- Origin: Baltimore Maryland, United States
- Genres: Surf rock
- Years active: 1963-1964, 2016
- Labels: Imperial
- Past members: Randy Holden; Joe Kooken (AKA: Jac Ttanna, Jack Thomas); Mike Port; Bruce Miller;

= The Fender IV =

The Fender IV were an American surf rock band of the 1960s.

The Fender IV were started up in Baltimore, by guitarist Randy Holden. Although almost prevented by an incident with a bumble bee, he successfully moved the band to Southern California in 1963, in order to play for a more receptive audience. Their music was strongly influenced by Dick Dale, and The Ventures. When the popularity for surf music decreased their style changed to a vocal based sound, and they changed name to The Sons of Adam, bestowed upon them by the record producer Kim Fowley.

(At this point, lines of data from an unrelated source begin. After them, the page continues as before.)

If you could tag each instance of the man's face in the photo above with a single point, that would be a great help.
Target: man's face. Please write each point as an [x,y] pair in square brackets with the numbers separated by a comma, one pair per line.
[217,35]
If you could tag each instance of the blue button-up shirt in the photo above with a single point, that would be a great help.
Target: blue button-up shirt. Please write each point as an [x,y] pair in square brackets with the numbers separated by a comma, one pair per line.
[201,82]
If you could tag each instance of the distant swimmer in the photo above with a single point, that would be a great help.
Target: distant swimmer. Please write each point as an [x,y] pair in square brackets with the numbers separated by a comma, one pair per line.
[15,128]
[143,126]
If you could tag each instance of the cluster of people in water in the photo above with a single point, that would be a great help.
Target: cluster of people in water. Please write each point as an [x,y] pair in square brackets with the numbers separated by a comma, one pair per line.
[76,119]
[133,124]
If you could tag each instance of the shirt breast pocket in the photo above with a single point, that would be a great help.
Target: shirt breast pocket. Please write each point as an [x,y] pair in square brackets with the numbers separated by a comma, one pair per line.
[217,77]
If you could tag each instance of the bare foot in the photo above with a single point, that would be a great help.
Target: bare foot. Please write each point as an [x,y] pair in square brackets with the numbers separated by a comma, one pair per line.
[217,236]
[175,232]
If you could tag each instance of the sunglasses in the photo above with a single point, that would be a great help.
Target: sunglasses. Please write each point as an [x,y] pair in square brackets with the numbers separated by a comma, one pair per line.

In 2016, Randy Holden was contacted by Matt Quilter to play at the "Surf 101 Convention", Alpine Village, Torrence CA. The result was Randy reforming the Fender IV group with original rhythm guitarist, Joe Kooken (aka: Jac Ttanna). The additional musicians for the show were Matt Quilter on bass and Dusty Watson (who has played for Dick Dale) on drums. Subsequently, a DVD of the concert was released. Additionally, as a result of the "Surf 101 Convention" show, Randy was invited to play the Surfer Joe Summer Festival in Livorno, Italy, June 22 through June 25, 2017.

==Band members==
- Randy Holden - guitar, vocals
- Joe Kooken (d.2022) - guitar
- Mike Port (d.2014) - bass
- Bruce Miller - drums

==Singles==
- "Mar Gaya" / "You Better Tell Me Now" (Imperial 66061, 1964)
- "Malibu Run" / "Everybody Up" (Imperial 66098, 1965)

==CDs==
- Randy Holden: Early Works 64-66 (including 'Fender IV' and 'The Sons of Adam' material)
- Saturday's Sons: The Complete Recordings 1964–1966 (2022 compilation of all known 'Fender IV' and 'The Sons of Adam' studio recordings, plus a live 1966 'TSOA' show.)